Nah, I kid again. He really did not like rich people. Not at all. He didn’t like moneychangers in the court of the temple and you can be pretty sure he would not be delighted by Farah’s sale of the Ten Commandments.

“If you’re concerned about the future of America, heed God’s word in II Chronicles 7:14,” says Farah: “It says, ‘If my people, which are called by my name, shall humble themselves, and pray, and seek my face, and turn from their wicked ways; then will I hear from heaven, and will forgive their sin, and will heal their land.’ But if we don’t understand our sin, which is defined by the Ten Commandments, how can we turn from our wicked ways? And how will God hear us? And how will He heal our land?”

Golly gee, Mr. Farah. Can’t find a single thing Jesus actually said from which to quote?

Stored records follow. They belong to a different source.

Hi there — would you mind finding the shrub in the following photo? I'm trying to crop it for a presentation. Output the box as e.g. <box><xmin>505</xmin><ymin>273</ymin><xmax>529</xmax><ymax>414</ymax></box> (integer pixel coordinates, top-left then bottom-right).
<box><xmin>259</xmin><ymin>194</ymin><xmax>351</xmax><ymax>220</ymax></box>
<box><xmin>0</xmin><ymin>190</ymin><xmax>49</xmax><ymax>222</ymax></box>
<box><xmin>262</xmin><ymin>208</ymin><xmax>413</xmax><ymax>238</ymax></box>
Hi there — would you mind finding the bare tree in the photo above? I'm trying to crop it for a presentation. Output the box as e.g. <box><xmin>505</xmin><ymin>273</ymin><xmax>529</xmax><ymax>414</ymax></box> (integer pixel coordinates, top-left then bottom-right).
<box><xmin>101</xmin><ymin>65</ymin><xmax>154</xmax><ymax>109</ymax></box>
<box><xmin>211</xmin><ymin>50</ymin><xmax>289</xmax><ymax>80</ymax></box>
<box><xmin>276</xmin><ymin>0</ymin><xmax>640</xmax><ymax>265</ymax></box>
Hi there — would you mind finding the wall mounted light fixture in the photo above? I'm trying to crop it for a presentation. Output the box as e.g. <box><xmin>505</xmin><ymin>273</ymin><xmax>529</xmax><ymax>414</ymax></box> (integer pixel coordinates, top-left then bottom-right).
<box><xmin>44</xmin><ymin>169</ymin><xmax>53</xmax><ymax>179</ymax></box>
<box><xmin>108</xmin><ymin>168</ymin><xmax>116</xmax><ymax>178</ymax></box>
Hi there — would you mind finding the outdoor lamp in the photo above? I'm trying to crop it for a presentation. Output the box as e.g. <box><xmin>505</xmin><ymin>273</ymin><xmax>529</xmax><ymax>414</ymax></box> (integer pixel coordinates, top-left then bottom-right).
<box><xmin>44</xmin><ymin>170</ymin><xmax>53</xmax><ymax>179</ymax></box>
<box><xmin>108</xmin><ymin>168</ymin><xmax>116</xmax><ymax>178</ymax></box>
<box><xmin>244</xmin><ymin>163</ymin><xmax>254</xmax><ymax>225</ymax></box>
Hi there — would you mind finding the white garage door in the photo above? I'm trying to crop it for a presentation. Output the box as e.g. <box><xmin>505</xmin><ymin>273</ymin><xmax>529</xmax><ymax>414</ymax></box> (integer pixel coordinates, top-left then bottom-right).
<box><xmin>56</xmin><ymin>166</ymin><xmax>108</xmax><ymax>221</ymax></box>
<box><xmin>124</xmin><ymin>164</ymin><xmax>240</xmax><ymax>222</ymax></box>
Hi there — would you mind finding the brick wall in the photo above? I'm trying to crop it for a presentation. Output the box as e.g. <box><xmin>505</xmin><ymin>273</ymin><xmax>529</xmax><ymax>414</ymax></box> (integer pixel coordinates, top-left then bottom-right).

Nothing about loving your enemies or turning the other cheek, or not trespassing (sinning) against those who trespass against you?

Farah says, “America needs the Ten Commandments.” You can tell Farah hasn’t quite gotten the fact that in Chronicles, God is talking about Israel, not the United States, and about the Israelites, not Americans.

Nah, America doesn’t need the Ten Commandments; neither do I. I have my Nine Noble Virtues and I’ll put them up against your Ten Commandments any day of the week, and twice on Sunday. This is America. Contrary to your expectations, Mr. Farah, we all get to choose what to believe.

The Constitution says so. And it, not the Bible, is the law of THIS land.

Oh, one last question before I moveon (and I know I’m not the first to ask this): What is up with you people and your God needing money all the time?